WASHINGTON, Jan 28 (Reuters) - Energy group Exelon Corp is fighting the U.S. Internal Revenue Service in court over a $517 million tax bill in a case that tax lawyers said could lead to new restrictions on businesses’ ability to do tax-free property exchange deals.
Such exchanges are common legal strategies for avoiding capital gains tax. Thousands are carried out annually, though the Exelon deal at issue was unusually large.
If Exelon loses its case against the IRS in U.S. Tax Court, tax-free property exchange deals, even smaller ones, could be at risk of more often being labeled “abusive tax shelters,” by the agency, tax lawyers said this week.
“People are already on edge ... it is going to put a crimp on this type of transaction,” said Stefan Tucker, a lawyer with Venable LLP, who is not involved in the case. He said he thinks the case will likely be appealed regardless of the Tax Court’s decision.
Exelon is defending two tax-free property exchanges worth more than $1 billion combined. They were carried out by one of its units in 1999, according to a Tax Court filing.
The IRS contends that the exchanges were “a potentially abusive tax shelter,” said Exelon, the largest U.S. nuclear power plant operator, in a November 2013 regulatory filing.
A spokesman for Chicago-based Exelon declined to comment and referred questions to the company’s regulatory filings.
The IRS, which also declined to comment, has not yet filed a response to Exelon’s Tax Court petition challenging the tax bill. The company does not have to pay the bill while litigation is ongoing. A trial has not yet been scheduled.
The dispute centers on a tax break that lets an individual or business sell an asset - often real estate - and pay no capital gains tax on any profit if the asset is replaced within a certain time period with a similar, or “like-kind,” asset.
Tax-free exchanges must be done following strict rules on timing, intermediaries and any cash involved. Corporations filed more than 64,000 forms with the IRS in 2010 declaring so-called like-kind exchanges, while individuals filed more than 150,000 such forms that same year, the most recent year for which data was available.
In the Exelon case, the IRS is arguing that the company “did not acquire and retain significant and genuine attributes of a traditional owner,” to satisfy the like-kind exchange rules, according to court documents.
‘SILO’ TAX SHELTER
The case traces back to 1999 when an Exelon subsidiary sold some of its fossil fuel power plants to comply with new regulations. With the sale proceeds, the subsidiary acquired three power plants in Georgia and Texas in what the company said it structured as a tax-free exchange.

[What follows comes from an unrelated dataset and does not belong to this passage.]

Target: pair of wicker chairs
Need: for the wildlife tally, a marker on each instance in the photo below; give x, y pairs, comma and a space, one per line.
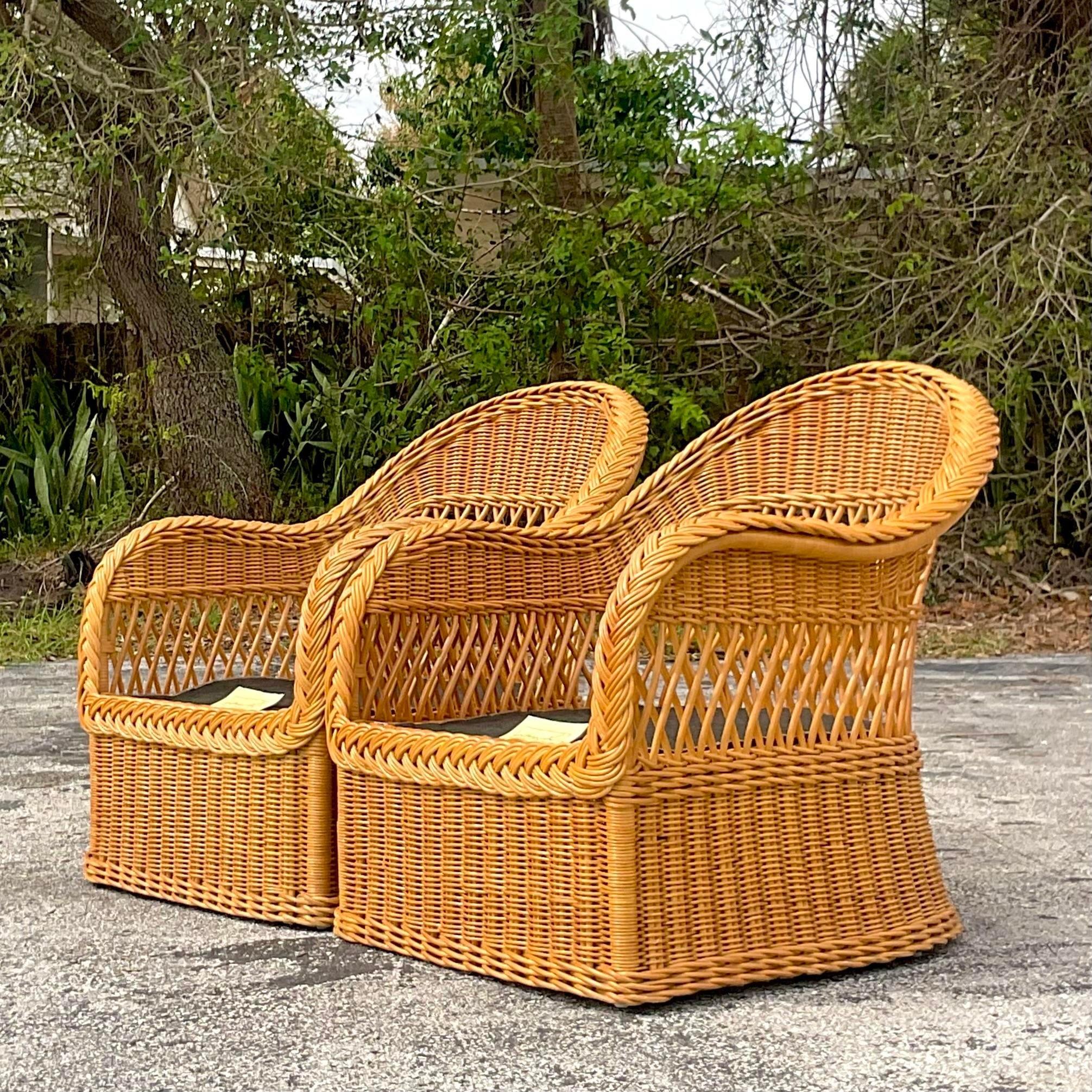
735, 637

The Exelon subsidiary then leased the Georgia and Texas properties back to the local governments that operated them. The governments paid advance rent to the Exelon unit totaling more than $1 billion, according to court filings.
The rent payments were part of a “sale in, lease out,” or SILO, deal that was integral to the tax-free exchange.
The IRS contends that by leasing the properties, the Exelon unit did not take proper possession of the plants it got in the exchange. The IRS views some SILO deals as tax shelters and has won SILO disputes in court, including an unrelated one against Exelon last year in a federal appellate court.
“SILOs are old tax shelters and courts have ruled against them numerous times,” said Bradley Borden, a Brooklyn Law School tax professor. He added that if the SILO portion of the power plants exchange does not hold up in court, Exelon could lose and its case could have “a chilling effect” on similar deals.
“Exelon is going to have a hard time winning,” Borden said.
However, in court fights over like-kind exchanges, “the IRS has a pretty bad track record,” said David Shechtman, a lawyer with Drinker Biddle & Reath LLP who is not involved in the case.
Exelon’s transaction was not a typical SILO and that might help the company prove it was playing by the rules, he said.
The case is Exelon Corp, as successor by merger to Unicom Corp and Subsidiaries v. Commissioner of Internal Revenue; Tax Court docket No. 29183-13.